As Jack Colback becomes one of a handful of footballers to play for both Newcastle and Sunderland, we look back at others who made the move.
On to sport and preparations are well underway for Gateshead's trip to Wembley.
Gateshead FC has sold nearly 7000 tickets for the play off final at Wembley but Heed supporters will be outnumbered by Cambridge United fans
Sunderland AFC have completed the transfer of 24-year-old midfielder Will Buckley on a three-year-deal from Brighton and Hove Albion, for an undisclosed fee.
Buckley made 70 appearances under Gus Poyet at Brighton, scoring 16 goals.
He becomes Sunderland’s seventh summer signing.
Sunderland head coach Gus Poyet has admitted striker Ignacio Scocco's future is likely to lie away from the club.
Scocco, known as "Nacho", arrived on Wearside in January as Poyet invested £3.2million in his services in the search for goals to keep the Black Cats in the Barclays Premier League.
Ultimately, it was a gamble which did not pay off as the 29-year-old Argentinian made only eight appearances and failed to find the back of the net.
French television staff working on the coverage of the Tour de France have set up their own screens in Harrogate - so they can watch France take on Germany in the World Cup quarter-finals.
Middlesbrough's Marvin Emnes has completed a move to Swansea City. The 26-year old Dutchman joins the Welsh club for an undisclosed fee after signing a three-year contract. His departure will come as no surprise to Boro fans, as Emnes has had two previous loan spells at Swansea.
Colin Cooper has made his second signing of the summer for Hartlepool United - the former Middlesbrough man Stuart Parnaby.
The club said Cooper was quick to make his move once he realised Parnaby was a free agent, because he can play anywhere across the back four or in midfield.
Parnaby grew up in County Durham and rose through the youth ranks at Middlesbrough. He was part of the Birmingham City side that beat Arsenal to life the League Cup in 2011.
As England and Liverpool player Jordan Henderson prepares to take his place at the World Cup in Brazil, his old teachers at Farringdon Community Academy in Sunderland are watching.
They remember him for his "fantastic attitude" and use him as an example to other teenagers about what could happen if they work hard.
Simon O'Rourke reports.
He is now an international star, a key figure in Liverpool's midfield and in Brazil expecting to start for England against Italy in the World Cup. But aged 14, Jordan Henderson was an enthusiastic member of the Year 9 team at Farringdon Community Academy in Sunderland. Can you spot him?
Incidentally, that line-up also includes another now international sports star. The boy in the school blazer on the far left is Durham and England cricketer Scott Borthwick.
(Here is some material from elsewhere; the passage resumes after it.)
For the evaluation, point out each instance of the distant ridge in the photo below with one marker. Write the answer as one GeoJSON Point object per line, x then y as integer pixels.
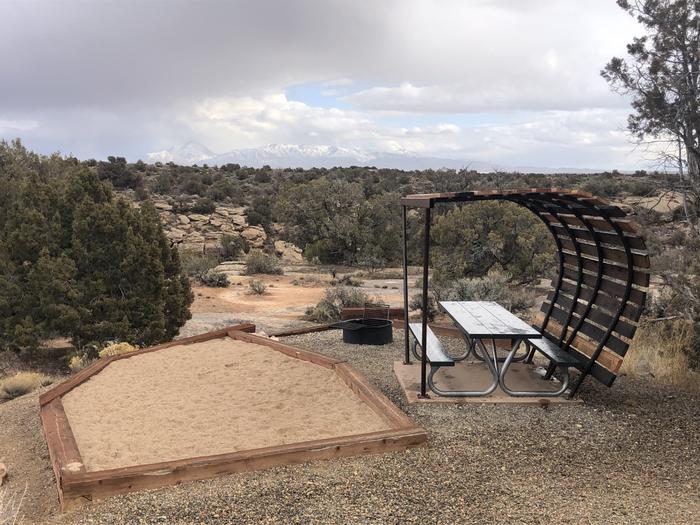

Sunderland-born Jordan Henderson is expected to be in the starting line-up for England against Italy in the World Cup. He left the Black Cats to join Liverpool in 2011, but has not been forgotten on Wearside.
David Robinson was Henderson's football coach at Farringdon Community Academy and said he always had a "fantastic" attitude.
A coach who has known Jack Colback since he was a child said he should have joined Newcastle United when he was given the chance aged 11.
As a young player with Cramlington Juniors FC, Colback was part of a development programme at Newcastle, but chose Sunderland instead. Now he is moving back to Newcastle, aged 24, causing something of a row with his former club.
Michael Cairns, his coach as a child, said: "He should have signed for Newcastle when he was 11 really but as it happens it's turned out all for the best now so good luck to him."
A spokesman for Sunderland AFC said the club was "dismayed" Jack Colback has agreed a deal with local rivals Newcastle United, saying the move "leaves a bitter taste in the mouth".
"Jack is a player we have nurtured and developed through our academy system since he was eight years old. We gave him the opportunity to become a professional footballer and are therefore extremely disappointed in the events that have led to his departure from the club"
“This wasn’t about money - the club agreed to all of the terms demanded of us during discussions and we were always led to believe that Jack wanted to stay with us. At his and his representatives’ request, final talks were put on hold until the club secured its top flight status.
"To our dismay however, we were subsequently never given the chance to negotiate with him to stay.
“For him to then leave the club that has supported him throughout his formative years in such a manner, with no chance for Sunderland to recover any of the significant investment that it has made in him as a player, has left a bitter taste."